Cinco años de cárcel para un abogado que estafó 148.000 euros a unos clientes que acabaron pidiendo limosna

G. L. REDACCIÓN / LA VOZ

ECONOMÍA

XOÁN A. SOLER

Aprovechó las limitaciones intelectuales de la mujer para que le firmara un poder y apropiarse de la pensión de incapacidad y la indemnización del seguro del marido discapacitado

05 abr 2023 . Actualizado a las 18:04 h.

El Tribunal Supremo ha confirmado la condena de cinco años de prisión para un abogado de Gijón que se quedó con 148.850 euros de un matrimonio de clientes, a los que dejó en una situación de penuria económica tal que uno de los cónyuges acabó pidiendo limosna.

El caso se remonta a julio del 2009, cuando uno de los integrantes de la pareja (el marido) sufrió una parada cardiorrespiratoria mientras trabajaba. Aunque la atención sanitaria consiguió salvarle la vida, le quedaron secuelas en forma de afasia y hemiplejia, que le provocaron una discapacidad severa. El personal sanitario, ante la gravedad de la enfermedad, aconsejó a su mujer que se pusiese en manos de un abogado para gestionar el cobro de la pensión por incapacidad permanente y del seguro.
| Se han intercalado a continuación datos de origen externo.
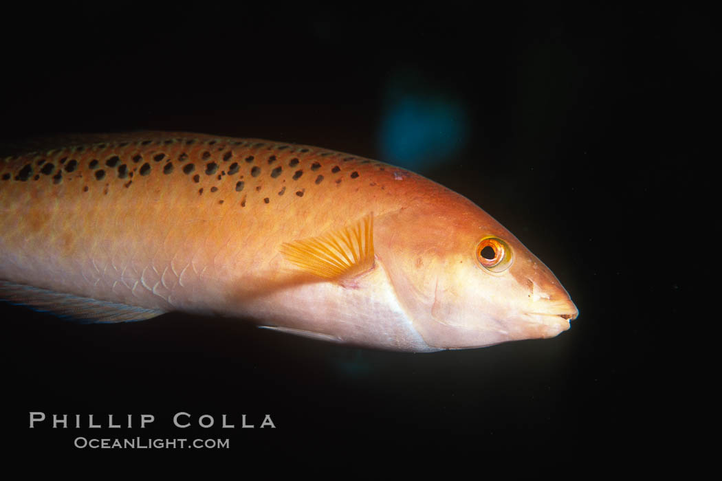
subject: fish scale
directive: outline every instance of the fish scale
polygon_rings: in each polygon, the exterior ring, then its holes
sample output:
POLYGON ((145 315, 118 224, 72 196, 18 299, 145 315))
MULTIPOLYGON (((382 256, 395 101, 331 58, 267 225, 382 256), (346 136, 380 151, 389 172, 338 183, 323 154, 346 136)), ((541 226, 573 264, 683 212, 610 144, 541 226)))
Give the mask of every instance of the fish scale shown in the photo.
POLYGON ((334 224, 334 198, 386 167, 308 146, 165 133, 8 157, 0 170, 0 275, 94 298, 181 307, 169 284, 217 276, 209 265, 224 270, 219 258, 244 252, 253 252, 244 264, 263 268, 277 252, 264 255, 267 241, 259 233, 313 235, 319 227, 288 229, 312 211, 323 230, 334 224), (48 275, 77 265, 79 278, 48 275), (157 272, 168 269, 175 283, 160 282, 157 272))
POLYGON ((310 146, 164 132, 56 141, 0 161, 0 299, 71 318, 219 314, 431 351, 550 337, 578 312, 467 199, 310 146), (490 237, 503 269, 480 257, 490 237))

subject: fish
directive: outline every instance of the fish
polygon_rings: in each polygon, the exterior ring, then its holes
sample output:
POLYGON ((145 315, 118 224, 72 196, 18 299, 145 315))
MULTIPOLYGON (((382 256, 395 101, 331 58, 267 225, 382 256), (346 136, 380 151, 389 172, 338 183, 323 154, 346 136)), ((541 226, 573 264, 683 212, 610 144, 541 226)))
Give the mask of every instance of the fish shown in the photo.
POLYGON ((180 312, 352 346, 548 338, 578 310, 462 195, 307 145, 143 131, 0 159, 0 299, 92 322, 180 312))

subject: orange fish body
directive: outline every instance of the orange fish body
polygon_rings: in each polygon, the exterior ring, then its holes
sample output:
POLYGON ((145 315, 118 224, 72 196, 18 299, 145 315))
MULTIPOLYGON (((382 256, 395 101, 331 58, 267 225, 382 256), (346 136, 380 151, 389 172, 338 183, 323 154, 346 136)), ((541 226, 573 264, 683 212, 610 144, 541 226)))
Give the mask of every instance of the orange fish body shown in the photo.
POLYGON ((214 313, 418 352, 550 337, 577 315, 466 198, 316 147, 112 135, 0 161, 0 298, 67 315, 214 313), (500 272, 477 252, 490 238, 500 272))

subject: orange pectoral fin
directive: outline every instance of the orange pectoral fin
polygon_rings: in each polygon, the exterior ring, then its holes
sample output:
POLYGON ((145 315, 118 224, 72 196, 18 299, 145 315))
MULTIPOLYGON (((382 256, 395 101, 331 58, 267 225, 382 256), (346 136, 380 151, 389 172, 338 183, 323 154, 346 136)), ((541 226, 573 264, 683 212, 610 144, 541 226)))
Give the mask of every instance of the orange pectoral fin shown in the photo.
POLYGON ((344 283, 373 268, 373 214, 318 237, 284 242, 280 250, 303 271, 344 283))

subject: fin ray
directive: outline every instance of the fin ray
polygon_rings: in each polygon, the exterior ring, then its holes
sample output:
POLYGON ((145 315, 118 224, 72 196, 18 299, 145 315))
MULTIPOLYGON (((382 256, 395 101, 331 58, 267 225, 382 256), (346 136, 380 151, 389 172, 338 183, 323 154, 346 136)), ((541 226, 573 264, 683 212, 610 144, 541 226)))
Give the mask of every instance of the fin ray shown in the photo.
POLYGON ((361 273, 373 268, 373 214, 318 237, 284 242, 280 250, 292 264, 326 279, 361 273))
POLYGON ((84 322, 129 322, 164 314, 160 309, 99 301, 8 281, 0 281, 0 300, 84 322))

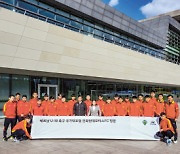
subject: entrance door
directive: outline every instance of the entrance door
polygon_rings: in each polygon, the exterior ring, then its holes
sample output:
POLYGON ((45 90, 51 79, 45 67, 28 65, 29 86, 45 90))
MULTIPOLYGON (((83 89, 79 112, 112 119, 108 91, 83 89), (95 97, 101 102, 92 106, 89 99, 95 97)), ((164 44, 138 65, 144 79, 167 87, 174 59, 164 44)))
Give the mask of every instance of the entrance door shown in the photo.
POLYGON ((38 84, 38 97, 43 98, 44 94, 57 98, 58 86, 51 84, 38 84))

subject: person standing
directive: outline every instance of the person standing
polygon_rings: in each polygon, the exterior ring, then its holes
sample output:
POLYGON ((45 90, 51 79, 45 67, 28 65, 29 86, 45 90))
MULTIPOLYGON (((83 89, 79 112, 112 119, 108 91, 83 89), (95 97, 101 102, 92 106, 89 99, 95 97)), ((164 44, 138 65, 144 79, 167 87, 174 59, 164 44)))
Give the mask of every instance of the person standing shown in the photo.
POLYGON ((66 102, 65 96, 62 96, 61 103, 58 105, 58 115, 69 116, 70 114, 68 102, 66 102))
POLYGON ((111 103, 111 98, 107 97, 106 103, 103 109, 104 116, 114 116, 116 114, 115 106, 111 103))
POLYGON ((24 120, 31 113, 31 105, 27 102, 27 96, 23 95, 22 100, 17 104, 18 121, 24 120))
POLYGON ((155 106, 150 102, 151 98, 149 95, 145 96, 145 101, 142 104, 142 115, 145 117, 154 117, 155 106))
POLYGON ((57 116, 58 115, 58 106, 55 102, 55 98, 53 96, 50 97, 50 101, 46 107, 46 115, 47 116, 57 116))
POLYGON ((127 115, 127 104, 123 102, 123 98, 119 96, 119 101, 115 104, 116 115, 126 116, 127 115))
POLYGON ((74 116, 85 116, 87 114, 87 106, 82 101, 82 96, 78 96, 78 101, 74 104, 73 115, 74 116))
POLYGON ((3 113, 5 115, 3 140, 6 140, 7 138, 7 130, 9 125, 11 124, 11 130, 16 125, 17 103, 14 101, 14 99, 14 95, 10 95, 8 102, 6 102, 3 106, 3 113))
POLYGON ((168 102, 165 104, 165 113, 167 118, 171 121, 172 126, 174 128, 174 143, 177 143, 178 139, 178 133, 177 133, 177 119, 179 117, 179 106, 178 104, 174 101, 172 95, 168 95, 168 102))
POLYGON ((92 104, 89 107, 88 116, 101 116, 100 107, 95 100, 92 101, 92 104))
POLYGON ((163 94, 158 95, 158 100, 155 103, 155 114, 157 117, 160 116, 160 113, 165 112, 165 102, 163 98, 163 94))
POLYGON ((76 96, 75 96, 75 94, 72 94, 71 95, 71 100, 68 101, 71 116, 73 115, 73 107, 74 107, 75 103, 76 103, 76 96))
POLYGON ((91 96, 90 95, 86 96, 86 100, 84 101, 84 103, 87 106, 87 113, 88 113, 89 112, 89 108, 92 105, 92 101, 91 101, 91 96))
POLYGON ((104 105, 106 104, 106 102, 103 101, 103 96, 101 94, 99 94, 98 96, 98 100, 96 101, 97 105, 99 105, 100 110, 101 110, 101 114, 104 113, 104 105))
POLYGON ((113 105, 116 105, 116 103, 118 103, 118 102, 119 102, 119 95, 118 95, 118 94, 115 94, 115 95, 114 95, 114 99, 112 100, 111 103, 112 103, 113 105))
POLYGON ((129 116, 141 116, 142 113, 141 110, 142 110, 141 103, 139 103, 136 96, 133 96, 129 108, 129 116))
POLYGON ((29 100, 29 103, 31 104, 31 107, 35 106, 37 104, 37 101, 38 101, 38 93, 33 92, 32 99, 29 100))

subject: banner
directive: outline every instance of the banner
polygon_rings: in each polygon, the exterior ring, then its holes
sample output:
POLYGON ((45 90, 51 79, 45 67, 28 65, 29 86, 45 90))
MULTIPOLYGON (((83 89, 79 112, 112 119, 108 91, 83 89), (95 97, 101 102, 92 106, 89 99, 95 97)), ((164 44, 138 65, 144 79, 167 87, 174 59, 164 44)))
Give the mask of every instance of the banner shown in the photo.
POLYGON ((34 116, 32 139, 157 140, 157 117, 34 116))

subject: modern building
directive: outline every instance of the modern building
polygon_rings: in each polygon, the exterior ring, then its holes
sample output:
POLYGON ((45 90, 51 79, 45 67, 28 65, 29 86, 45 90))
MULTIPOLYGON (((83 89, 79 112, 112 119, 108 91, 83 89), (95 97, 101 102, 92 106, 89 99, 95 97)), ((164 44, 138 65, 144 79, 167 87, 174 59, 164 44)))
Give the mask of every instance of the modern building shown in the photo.
POLYGON ((101 0, 0 0, 0 6, 1 103, 33 91, 68 98, 152 89, 180 94, 176 18, 139 22, 101 0))

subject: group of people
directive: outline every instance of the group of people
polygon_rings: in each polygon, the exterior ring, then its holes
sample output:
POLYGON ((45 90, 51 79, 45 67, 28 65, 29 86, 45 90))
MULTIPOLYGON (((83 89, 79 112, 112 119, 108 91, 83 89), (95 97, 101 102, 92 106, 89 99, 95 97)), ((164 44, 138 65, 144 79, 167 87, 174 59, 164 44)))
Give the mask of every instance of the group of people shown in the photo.
POLYGON ((71 95, 71 100, 66 101, 63 94, 59 93, 58 98, 44 95, 44 99, 38 98, 37 92, 34 92, 32 99, 27 100, 26 95, 16 93, 10 95, 8 102, 4 104, 3 113, 5 115, 3 136, 4 140, 11 137, 22 136, 30 138, 30 116, 145 116, 161 117, 160 132, 161 137, 168 137, 168 142, 174 136, 174 142, 177 142, 176 121, 179 116, 178 104, 174 101, 172 95, 168 95, 167 101, 164 101, 163 94, 155 97, 155 92, 145 97, 142 94, 133 96, 132 101, 115 94, 114 99, 107 97, 106 101, 103 95, 98 96, 98 100, 91 100, 90 95, 83 101, 82 96, 76 99, 75 94, 71 95), (19 123, 17 123, 17 120, 19 123), (16 125, 17 123, 17 125, 16 125), (7 129, 11 124, 11 136, 7 137, 7 129), (169 133, 171 132, 171 133, 169 133))

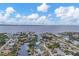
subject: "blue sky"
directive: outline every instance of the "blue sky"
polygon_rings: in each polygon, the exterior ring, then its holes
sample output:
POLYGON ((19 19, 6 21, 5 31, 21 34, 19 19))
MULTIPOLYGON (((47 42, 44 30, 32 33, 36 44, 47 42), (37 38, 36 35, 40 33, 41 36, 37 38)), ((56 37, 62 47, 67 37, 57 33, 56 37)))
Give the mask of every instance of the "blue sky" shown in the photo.
POLYGON ((79 25, 79 4, 0 3, 0 24, 79 25))

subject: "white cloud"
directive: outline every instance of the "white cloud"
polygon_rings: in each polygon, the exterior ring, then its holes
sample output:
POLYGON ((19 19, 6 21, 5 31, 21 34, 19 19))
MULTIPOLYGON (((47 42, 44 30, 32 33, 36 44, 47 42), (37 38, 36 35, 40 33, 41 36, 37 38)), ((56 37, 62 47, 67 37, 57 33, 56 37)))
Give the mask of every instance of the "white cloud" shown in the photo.
POLYGON ((6 11, 7 14, 12 14, 12 13, 15 12, 14 8, 12 8, 12 7, 8 7, 8 8, 6 8, 5 11, 6 11))
POLYGON ((16 14, 16 18, 20 18, 21 17, 21 15, 20 14, 16 14))
POLYGON ((32 13, 30 15, 22 15, 20 13, 14 13, 13 8, 0 12, 0 24, 15 24, 15 25, 51 25, 52 21, 49 20, 49 16, 40 16, 38 13, 32 13), (15 14, 12 16, 12 14, 15 14))
POLYGON ((37 7, 37 10, 41 11, 41 12, 47 12, 48 8, 49 8, 49 6, 46 3, 43 3, 42 5, 37 7))
POLYGON ((59 7, 55 10, 56 17, 59 17, 59 23, 61 24, 79 24, 79 8, 74 6, 59 7))
POLYGON ((33 14, 27 16, 28 19, 37 19, 38 17, 39 17, 39 15, 37 13, 33 13, 33 14))

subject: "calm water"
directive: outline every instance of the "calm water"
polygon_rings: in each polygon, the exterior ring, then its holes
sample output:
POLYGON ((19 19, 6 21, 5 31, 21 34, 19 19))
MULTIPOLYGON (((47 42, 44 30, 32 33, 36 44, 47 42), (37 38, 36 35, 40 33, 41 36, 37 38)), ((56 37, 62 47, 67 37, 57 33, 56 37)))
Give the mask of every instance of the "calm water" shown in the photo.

Casi un año después, y desbordada por la situación, la mujer acudió al despacho de un abogado al que conocía porque era clienta de la tienda que regentaba la madre del letrado. Tras encargarse de que la pareja cobrase el dinero del seguro (85.000 euros) y la prestación de incapacidad permanente en el grado máximo de gran invalidez (2.847 euros mensuales), el matrimonio se mudó a Valladolid, él ingresado en una residencia y ella habitando un piso de alquiler cercano a esta. El abogado aprovechó ese desplazamiento para aconsejar a la mujer que le otorgara un poder para seguir con las reclamaciones pendientes. La mujer, que la sentencia explica que era una persona de bajo nivel intelectual, le concedió a él y a otra abogada de su despacho un poder amplísimo que incluía las facultades para ingresar o retirar fondos o realizar transferencias para pagos a terceros en las entidades bancarias donde ella tuviera cuentas.

El letrado, al margen de su compañera de despacho, empezó a «hacer un uso indebido» de esa autorización «en su beneficio exclusivo». Mediante numerosas disposiciones de efectivo que comenzaron solo cinco días después de que lo apoderaran consiguió apropiarse de 148.850 euros de las cuentas de la pareja en ocho años. Tal era la desmesura que llegó a dejar al matrimonio en números rojos algunos meses, «sufriendo sus titulares una penuria económica que llevó a [la mujer] a pedir limosna en la puerta de una iglesia, ya que en repetidas ocasiones acudía a sacar el dinero del banco para cubrir sus modestas necesidades y no lo podía hacer por no existir metálico», relata el fallo.

El asunto se destapó cuando un hombre se interesó por la situación de la mujer y la acompañó al despacho de una abogada, que puso los hechos en conocimiento de la Fiscalía en junio del 2017. La Audiencia de Asturias, en una sentencia posteriormente ratificada por el Tribunal Superior de Justicia de esa comunidad, condenó al abogado como autor de un delito continuado de apropiación indebida, agravado por obrar con abuso de confianza y por la situación económica en la que dejó a sus víctimas, a cinco años de prisión y el mismo tiempo de inhabilitación, multa de 3.960 euros y el pago de 180.906 euros como indemnización a la pareja, más 5.000 euros a la mujer por daños morales. El Supremo corrige el fallo únicamente en la cuantía de la indemnización, que reduce de 180.906 euros a 148.850, al considerar que la diferencia fueron gastos atendidos por el acusado.